What advice would you give to aspiring security leaders? Admit when you don’t know something, or get it wrong. Fail quickly and move on. People want a leader who is open and honest, and they are motivated to help teach such a leader. Rebounding fast from a setback gets you to success faster. It can also reduce the cost of a mistake—and identifying the lesson it’s giving you, then applying that lesson. It also means people have less time to dwell in feeling down, and they see the results of you making a correction sooner.

Also, get to know all of your business stakeholders. You have your own view, as a CSO, of business risk—now consider what is important to HR, Finance and the IT teams.  Everyone on a commercial level is battling for the same budget.  If security projects have demonstrable business value, they’re likely to be moved up the pecking order for cross-functional collaboration.  Data is the currency all stakeholders understand, and they help me create a more holistic security practice.

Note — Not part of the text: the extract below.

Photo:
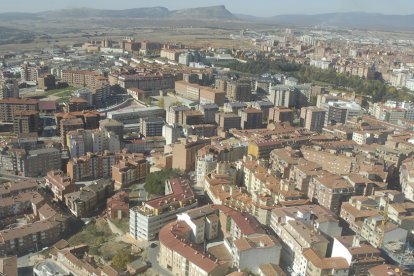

What has been your greatest career achievement? It was really exciting to publish my first book ‘Cyber Risk Management’ and the entire process of writing a book—even on a subject I know well—was a new and big challenge.

For many CISOs, their greatest achievement is seeing the number of potential attacks deterred or foiled at an early stage and the damage they saved their organisation from. Of course, nobody gives out medals for possibly preventing something. It is hard to prove a negative.

It’s no accident when things go right in this job; nor wrong, because we face an adversary. There is adrenaline in knowing someone is out there actively fighting your organisation and trying to wreck your career. Great satisfaction comes from enabling the business to grow safely.

Looking back with 20:20 hindsight, what would you have done differently? I would have learned a second language. My mother was a professional translator, so I have little excuse for not knowing other languages—that being said, with all the traveling I’ve done, I would love to have other languages at my disposal.